Al llegar a Francia comprobé la
dificultad de entender (y de hacerme entender) cuando se habla de lugares
comunes, de realidades que todo mortal debe conocer. Entonces llegan las
miradas de extrañeza, los ceños fruncidos de quienes piensan que soy tan
estúpido como para ignorar verdades universales. Si, por ejemplo, hablamos de
coches, nombres como BMW o Audi traspasan fronteras, pero se
pronuncian de forma distinta tras cada una de ellas. La primera vez que escuché
“odí” (pronunciación francesa de “Audi”) en una conversación, reconocí que
no sabía lo que era. Y cuando me dijeron que se trataba de un coche, pensé que
sería una marca casi desconocida. Luego me mostraron una fotografía y se me
quedó cara de imbécil. Otro nombre universal que se presta a confusión es el de
Leonardo da Vinci, que en francés se pronuncia “vansí”. Imposible reconocer al
genial autor de la Gioconda o el célebre libro de Dan Brown en semejantes
condiciones.
Otro ámbito plagado de
malentendidos es el del cine. Todos tenemos en la cabeza esos clásicos que
hemos visto al menos una vez y que se han quedado para siempre en nuestra
memoria. Muchos de ellos son yanquis y sus títulos han sido traducidos a todas
las lenguas, con más o menos fortuna. Si pensamos que las traducciones españolas
respetan poco el original, las francesas no son mucho mejores. Entonces, ¿cómo
mencionar uno de esos clásicos en una conversación? No basta con conocer el
título original, pues nuestros amigos franceses lo escondieron tras una
personal e intransferible traducción. Yo tengo mi propio método: busco la película
en Wikipedia y leo el artículo en francés. Y siempre que veo una película
extranjera, lo hago en versión original subtitulada. Así escucho las voces
reales de los actores y compruebo, de paso, los estragos que las traducciones
causan. Pero yo también me veo obligado a traducir a diario y comprendo las
contrariedades de un oficio difícil. No basta con traducir palabra por palabra,
pues el conjunto podría resultar ininteligible, y hay que recurrir a fórmulas o
expresiones locales que transmitan la esencia de lo que se quiere decir.
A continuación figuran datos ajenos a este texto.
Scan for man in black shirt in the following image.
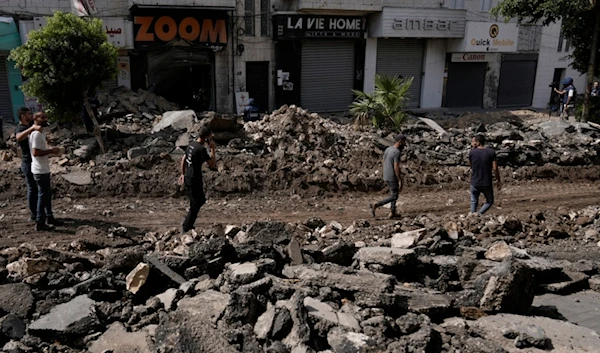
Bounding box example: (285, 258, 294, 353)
(179, 127, 216, 232)
(14, 107, 41, 221)
(469, 135, 501, 215)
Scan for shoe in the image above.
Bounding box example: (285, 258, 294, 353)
(389, 213, 402, 220)
(47, 217, 63, 226)
(369, 204, 377, 218)
(29, 215, 37, 222)
(36, 223, 55, 231)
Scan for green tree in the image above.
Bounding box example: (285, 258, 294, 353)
(350, 75, 413, 129)
(9, 11, 118, 152)
(491, 0, 600, 122)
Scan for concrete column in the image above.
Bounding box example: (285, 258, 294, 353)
(483, 53, 502, 109)
(420, 39, 446, 108)
(363, 37, 377, 93)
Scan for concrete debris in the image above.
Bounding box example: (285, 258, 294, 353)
(28, 295, 98, 339)
(125, 262, 150, 294)
(61, 171, 93, 186)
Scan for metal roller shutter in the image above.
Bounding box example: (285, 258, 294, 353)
(497, 54, 538, 107)
(301, 40, 355, 112)
(445, 62, 486, 108)
(0, 57, 12, 121)
(376, 39, 424, 108)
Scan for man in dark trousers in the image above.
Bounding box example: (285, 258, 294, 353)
(29, 111, 62, 231)
(179, 127, 216, 232)
(370, 134, 406, 219)
(15, 107, 41, 222)
(469, 135, 501, 216)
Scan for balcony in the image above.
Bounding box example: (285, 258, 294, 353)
(296, 0, 383, 13)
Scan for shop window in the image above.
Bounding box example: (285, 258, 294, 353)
(245, 0, 255, 36)
(565, 39, 570, 52)
(448, 0, 465, 9)
(481, 0, 492, 12)
(557, 30, 564, 52)
(260, 0, 269, 37)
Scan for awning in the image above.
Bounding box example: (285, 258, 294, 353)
(0, 17, 21, 51)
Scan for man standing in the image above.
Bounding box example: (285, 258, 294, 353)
(554, 77, 576, 120)
(15, 107, 41, 221)
(179, 127, 216, 232)
(29, 112, 62, 231)
(469, 135, 501, 216)
(370, 134, 406, 219)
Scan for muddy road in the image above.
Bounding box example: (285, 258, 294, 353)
(1, 180, 598, 249)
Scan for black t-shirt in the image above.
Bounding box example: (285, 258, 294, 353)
(14, 123, 32, 163)
(469, 147, 496, 187)
(184, 141, 211, 183)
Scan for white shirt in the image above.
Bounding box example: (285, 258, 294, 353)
(29, 131, 50, 174)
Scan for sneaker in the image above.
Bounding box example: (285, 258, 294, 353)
(47, 217, 63, 226)
(369, 204, 377, 218)
(29, 215, 37, 222)
(389, 213, 402, 220)
(36, 223, 55, 231)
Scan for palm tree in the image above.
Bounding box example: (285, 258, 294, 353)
(350, 75, 413, 129)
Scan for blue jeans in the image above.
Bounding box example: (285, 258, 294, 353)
(33, 173, 53, 224)
(470, 185, 494, 215)
(21, 161, 38, 218)
(376, 180, 399, 214)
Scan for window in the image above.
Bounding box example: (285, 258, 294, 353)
(260, 0, 269, 37)
(557, 30, 564, 52)
(565, 39, 571, 52)
(448, 0, 465, 9)
(481, 0, 492, 12)
(245, 0, 255, 36)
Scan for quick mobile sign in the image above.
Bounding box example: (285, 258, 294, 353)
(273, 15, 366, 39)
(131, 7, 228, 50)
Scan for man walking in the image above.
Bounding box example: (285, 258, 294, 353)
(15, 107, 41, 222)
(469, 135, 501, 216)
(29, 112, 62, 231)
(179, 127, 216, 232)
(370, 134, 406, 219)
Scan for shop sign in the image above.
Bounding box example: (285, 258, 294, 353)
(460, 22, 518, 52)
(273, 15, 366, 39)
(371, 8, 466, 38)
(117, 56, 131, 89)
(132, 7, 228, 50)
(102, 18, 132, 48)
(451, 53, 492, 62)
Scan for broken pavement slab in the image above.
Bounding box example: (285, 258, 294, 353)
(88, 322, 153, 353)
(0, 283, 34, 319)
(152, 110, 196, 133)
(418, 117, 448, 135)
(61, 171, 93, 186)
(473, 313, 600, 353)
(533, 291, 600, 335)
(28, 295, 99, 339)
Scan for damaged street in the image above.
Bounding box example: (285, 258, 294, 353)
(2, 101, 600, 353)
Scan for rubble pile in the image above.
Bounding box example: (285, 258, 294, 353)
(3, 104, 600, 198)
(96, 87, 181, 133)
(2, 206, 600, 352)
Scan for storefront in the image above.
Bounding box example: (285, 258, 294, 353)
(447, 22, 530, 108)
(0, 16, 25, 122)
(367, 8, 466, 108)
(130, 5, 229, 112)
(273, 15, 367, 112)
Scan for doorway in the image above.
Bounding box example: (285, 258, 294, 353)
(246, 62, 269, 113)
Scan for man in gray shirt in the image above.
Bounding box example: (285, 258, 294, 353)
(370, 134, 406, 218)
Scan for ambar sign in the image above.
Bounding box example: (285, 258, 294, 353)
(133, 14, 227, 48)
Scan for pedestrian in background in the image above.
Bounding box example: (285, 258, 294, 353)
(469, 135, 501, 216)
(370, 134, 406, 219)
(15, 107, 41, 222)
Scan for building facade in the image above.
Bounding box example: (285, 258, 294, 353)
(0, 0, 587, 115)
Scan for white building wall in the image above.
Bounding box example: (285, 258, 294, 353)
(420, 39, 446, 108)
(531, 21, 586, 109)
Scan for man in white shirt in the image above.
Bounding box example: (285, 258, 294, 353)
(29, 112, 62, 231)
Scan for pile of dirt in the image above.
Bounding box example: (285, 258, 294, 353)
(1, 206, 600, 352)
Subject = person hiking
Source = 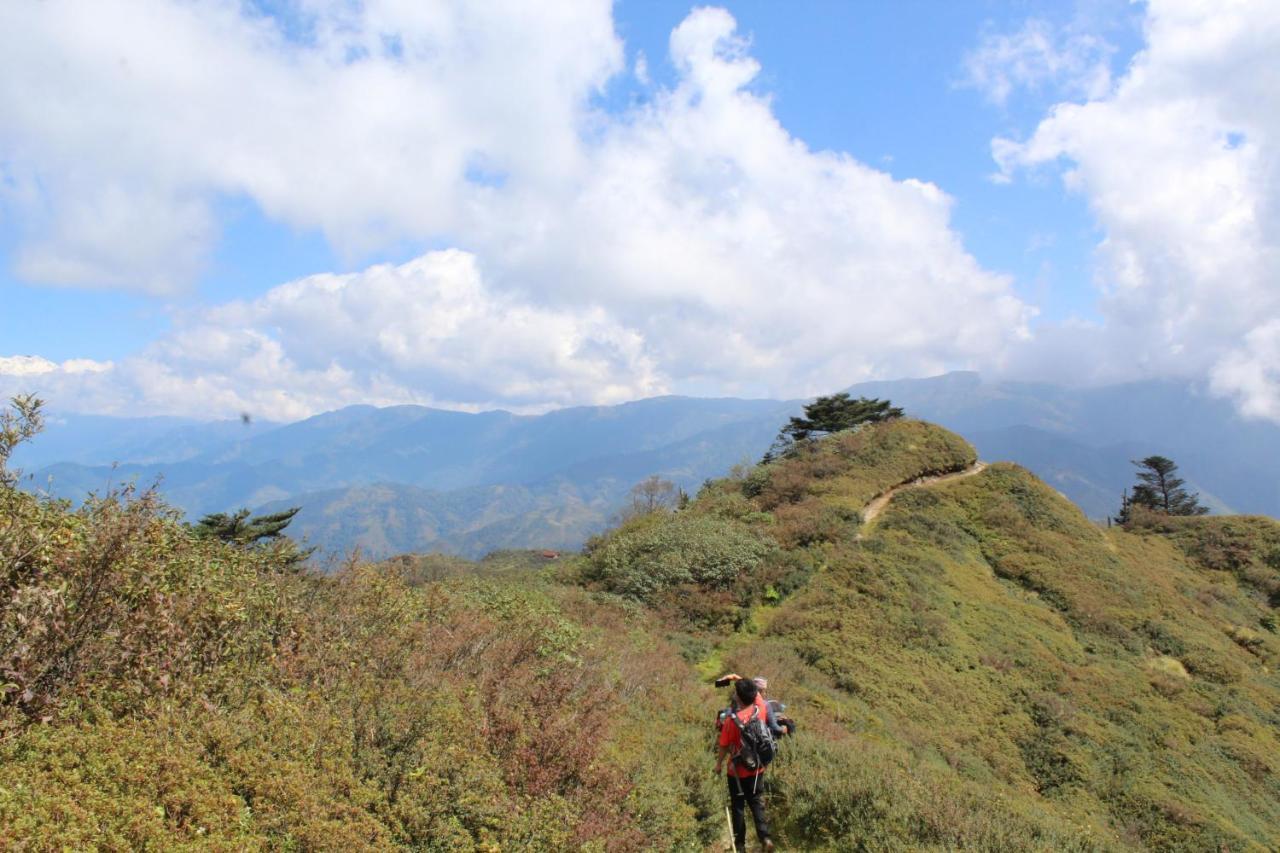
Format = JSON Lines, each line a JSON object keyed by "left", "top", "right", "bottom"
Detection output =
{"left": 714, "top": 673, "right": 769, "bottom": 730}
{"left": 752, "top": 676, "right": 795, "bottom": 738}
{"left": 716, "top": 678, "right": 774, "bottom": 852}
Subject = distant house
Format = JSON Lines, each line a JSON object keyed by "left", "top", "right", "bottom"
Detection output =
{"left": 540, "top": 550, "right": 560, "bottom": 560}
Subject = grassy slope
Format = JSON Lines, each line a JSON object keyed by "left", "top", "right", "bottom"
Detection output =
{"left": 0, "top": 486, "right": 726, "bottom": 850}
{"left": 699, "top": 424, "right": 1280, "bottom": 850}
{"left": 5, "top": 418, "right": 1278, "bottom": 850}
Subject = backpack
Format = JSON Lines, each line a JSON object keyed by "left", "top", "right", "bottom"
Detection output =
{"left": 729, "top": 705, "right": 776, "bottom": 770}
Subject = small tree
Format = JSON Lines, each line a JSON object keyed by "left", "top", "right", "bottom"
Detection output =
{"left": 767, "top": 393, "right": 903, "bottom": 460}
{"left": 0, "top": 394, "right": 44, "bottom": 488}
{"left": 193, "top": 506, "right": 313, "bottom": 570}
{"left": 1119, "top": 456, "right": 1208, "bottom": 520}
{"left": 193, "top": 506, "right": 303, "bottom": 544}
{"left": 627, "top": 475, "right": 679, "bottom": 517}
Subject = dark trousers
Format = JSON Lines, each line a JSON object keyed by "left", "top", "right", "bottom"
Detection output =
{"left": 728, "top": 773, "right": 769, "bottom": 850}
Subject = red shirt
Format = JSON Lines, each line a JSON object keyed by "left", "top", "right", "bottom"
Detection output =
{"left": 718, "top": 699, "right": 767, "bottom": 777}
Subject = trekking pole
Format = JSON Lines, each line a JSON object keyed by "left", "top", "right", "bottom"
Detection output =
{"left": 724, "top": 805, "right": 734, "bottom": 852}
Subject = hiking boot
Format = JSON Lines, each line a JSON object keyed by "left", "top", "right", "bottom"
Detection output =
{"left": 761, "top": 839, "right": 775, "bottom": 851}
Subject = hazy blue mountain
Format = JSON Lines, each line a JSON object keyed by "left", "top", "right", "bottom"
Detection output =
{"left": 11, "top": 413, "right": 278, "bottom": 470}
{"left": 25, "top": 395, "right": 792, "bottom": 544}
{"left": 263, "top": 414, "right": 790, "bottom": 560}
{"left": 21, "top": 373, "right": 1280, "bottom": 560}
{"left": 257, "top": 479, "right": 618, "bottom": 561}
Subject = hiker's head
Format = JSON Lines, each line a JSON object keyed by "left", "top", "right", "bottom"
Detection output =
{"left": 734, "top": 678, "right": 758, "bottom": 705}
{"left": 752, "top": 676, "right": 768, "bottom": 694}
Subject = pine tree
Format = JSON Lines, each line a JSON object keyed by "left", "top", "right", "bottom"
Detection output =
{"left": 193, "top": 506, "right": 302, "bottom": 544}
{"left": 1121, "top": 456, "right": 1208, "bottom": 519}
{"left": 192, "top": 506, "right": 312, "bottom": 571}
{"left": 766, "top": 393, "right": 903, "bottom": 460}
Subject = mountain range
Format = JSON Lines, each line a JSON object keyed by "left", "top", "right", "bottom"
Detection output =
{"left": 15, "top": 372, "right": 1279, "bottom": 559}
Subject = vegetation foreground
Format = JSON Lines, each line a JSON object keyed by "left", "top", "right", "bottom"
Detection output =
{"left": 3, "top": 415, "right": 1279, "bottom": 850}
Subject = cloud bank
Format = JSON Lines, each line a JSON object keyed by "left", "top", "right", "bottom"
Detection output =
{"left": 0, "top": 2, "right": 1031, "bottom": 418}
{"left": 993, "top": 0, "right": 1280, "bottom": 420}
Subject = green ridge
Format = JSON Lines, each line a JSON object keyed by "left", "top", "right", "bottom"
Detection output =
{"left": 3, "top": 418, "right": 1277, "bottom": 849}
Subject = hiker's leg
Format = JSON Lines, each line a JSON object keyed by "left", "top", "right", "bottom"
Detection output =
{"left": 747, "top": 776, "right": 770, "bottom": 843}
{"left": 727, "top": 776, "right": 747, "bottom": 851}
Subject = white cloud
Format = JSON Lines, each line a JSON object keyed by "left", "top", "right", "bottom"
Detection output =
{"left": 1, "top": 251, "right": 663, "bottom": 420}
{"left": 0, "top": 356, "right": 113, "bottom": 377}
{"left": 0, "top": 0, "right": 621, "bottom": 293}
{"left": 634, "top": 51, "right": 650, "bottom": 86}
{"left": 1, "top": 3, "right": 1032, "bottom": 416}
{"left": 1211, "top": 320, "right": 1280, "bottom": 422}
{"left": 961, "top": 18, "right": 1114, "bottom": 106}
{"left": 475, "top": 8, "right": 1032, "bottom": 398}
{"left": 995, "top": 0, "right": 1280, "bottom": 421}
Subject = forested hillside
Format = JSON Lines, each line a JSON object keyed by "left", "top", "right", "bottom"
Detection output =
{"left": 4, "top": 417, "right": 1278, "bottom": 849}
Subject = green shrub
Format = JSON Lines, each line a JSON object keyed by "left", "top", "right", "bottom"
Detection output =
{"left": 586, "top": 511, "right": 773, "bottom": 601}
{"left": 0, "top": 479, "right": 722, "bottom": 850}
Jugar
con sutilidades, en definitiva, para hacer un encaje de bolillos que, en muchos
casos, sólo capta parte del significado original.
Hace poco me encontré con un
ejemplo que ilustra bien ese juego. La apertura de una cafetería en Tiffany’s se convirtió en la mejor
excusa para volver a ver “Desayuno con diamantes”. El título original, “Breakfast at Tiffany’s” (desayuno en
Tiffany’s), era difícil de traducir en los años sesenta, cuando se desconocía
la existencia de la joyería neoyorkina. El título elegido fue una forma acertada
de asociar el hábito de la protagonista con el lujo de la insignia de la quinta
avenida. Al mismo problema se enfrentaron en Francia, con consecuencias más
surrealistas. Nombraron a la película “Diamants
sur canapé” (diamantes sobre el sofá), que no aludía al poético desayuno de
la protagonista, pero evocaba la lujosa atmósfera de la que se quería rodear. Curiosamente,
la novela de Truman Capote en la que se basa sí fue traducida literalmente (“Petit-déjeuner chez Tiffany”). Pero, más
allá del envoltorio, el contenido sigue siendo el mismo: la historia de una
mujer que pretende esconder con excentricidades un alma perdida. Y la deslumbrante
actuación de Audrey Hepburn no sólo honra a su personaje, sino que perdona
cualquier desliz de sus traductores.